Ocorre que, muitas vezes a instituição financeira realiza a apreensão do veículo e procede a venda extrajudicial ou judicial do bem, e não presta nenhuma conta ao consumidor sobre os valores recebidos e o saldo da dívida, e ainda por cima constitui saldos elevadíssimos de maneira ilegais a fim de impossibilitar a restituição de eventual saldo positivo, mesmo após o consumidor ter adimplido substancial parte do contrato, deixando-o a ver navios.

Neste ínterim, o artigo 66-B da Lei número 10.931/04 e o artigo 2º do Decreto Lei 911/69, determinam o supramencionado dever de prestar contas, e assim dispõem:

Art. 66-B. […] § 3o É admitida a alienação fiduciária de coisa fungível e a cessão fiduciária de direitos sobre coisas móveis, bem como de títulos de crédito, hipóteses em que, salvo disposição em contrário, a posse direta e indireta do bem objeto da propriedade fiduciária ou do título representativo do direito ou do crédito é atribuída ao credor, que, em caso de inadimplemento ou mora da obrigação garantida, poderá vender a terceiros o bem objeto da propriedade fiduciária independente de leilão, hasta pública ou qualquer outra medida judicial ou extrajudicial, devendo aplicar o preço da venda no pagamento do seu crédito e das despesas decorrentes da realização da garantia, entregando ao devedor o saldo, se houver, acompanhado do demonstrativo da operação realizada. […]”

“Art. 2o No caso de inadimplemento ou mora nas obrigações contratuais garantidas mediante alienação fiduciária, o proprietário fiduciário ou credor poderá vender a coisa a terceiros, independentemente de leilão, hasta pública, avaliação prévia ou qualquer outra medida judicial ou extrajudicial, salvo disposição expressa em contrário prevista no contrato, devendo aplicar o preço da venda no pagamento de seu crédito e das despesas decorrentes e entregar ao devedor o saldo apurado, se houver, com a devida prestação de contas. (Redação dada pela Lei nº 13.043, de 2014)”

Importante destacar que tal prestação de contas deve ser feita de maneira mercantil com a apresentação dos comprovantes das despesas e valor de venda, bem como, com conta pormenorizada dos valores devidos e do saldo positivo ou negativo, o que a prática nos mostra que não acontece.

Outrossim, é direito do consumidor ter o expurgo dos juros das parcelas vincendas (vencidas antecipadamente), sendo que os juros devem ser recalculados para a data da rescisão do contrato para corretamente constituir o saldo devedor, conforme dispõe os artigo 1425 e 1426 do Código Civil.

“Art. 1.425. A dívida considera-se vencida:

III – se as prestações não forem pontualmente pagas, toda vez que deste modo se achar estipulado o pagamento.
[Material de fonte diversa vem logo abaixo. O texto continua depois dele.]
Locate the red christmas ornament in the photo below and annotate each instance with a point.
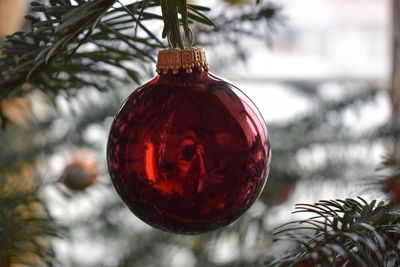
(188, 152)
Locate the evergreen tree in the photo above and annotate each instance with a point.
(62, 80)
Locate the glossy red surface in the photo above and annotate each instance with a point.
(188, 153)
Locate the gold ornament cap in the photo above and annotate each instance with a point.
(176, 59)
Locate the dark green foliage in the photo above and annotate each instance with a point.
(344, 233)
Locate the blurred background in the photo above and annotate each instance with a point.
(319, 72)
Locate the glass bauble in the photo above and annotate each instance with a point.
(188, 153)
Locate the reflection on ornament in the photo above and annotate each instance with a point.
(188, 152)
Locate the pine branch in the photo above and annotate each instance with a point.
(344, 233)
(25, 226)
(66, 41)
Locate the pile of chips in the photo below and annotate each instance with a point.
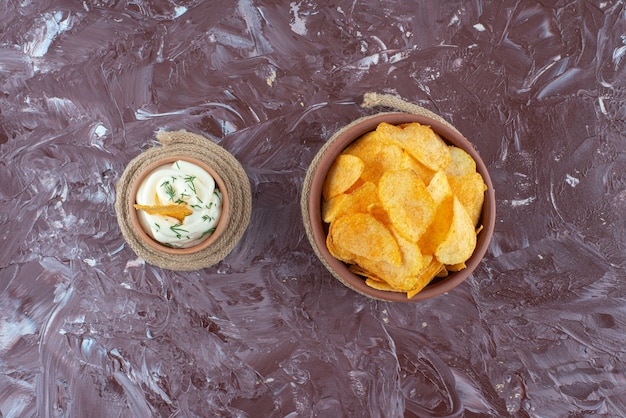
(403, 207)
Neste caso, o recebimento posterior da prestação atrasada importa renúncia do credor ao seu direito de execução imediata;”

“Art. 1.426. Nas hipóteses do artigo anterior, de vencimento antecipado da dívida, não se compreendem os juros correspondentes ao tempo ainda não decorrido.”

Assim, deve também se levar em conta para apuração correta do saldo devedor pela ou credor em relação ao consumidor, a ser apresentado por prestação de contas mercantis, a cumulação de taxa de permanência com outros encargos, o valor dos juros moratórios aplicados, a decote dos juros remuneratórios, e a exclusão de qualquer encargo, taxa ou medida estipulada que esteja em desfavor aos princípios de proteção ao consumidor instituídos pelo Código de Defesa do Consumidor, que dicas de passagem, se aplica as instituições financeiras.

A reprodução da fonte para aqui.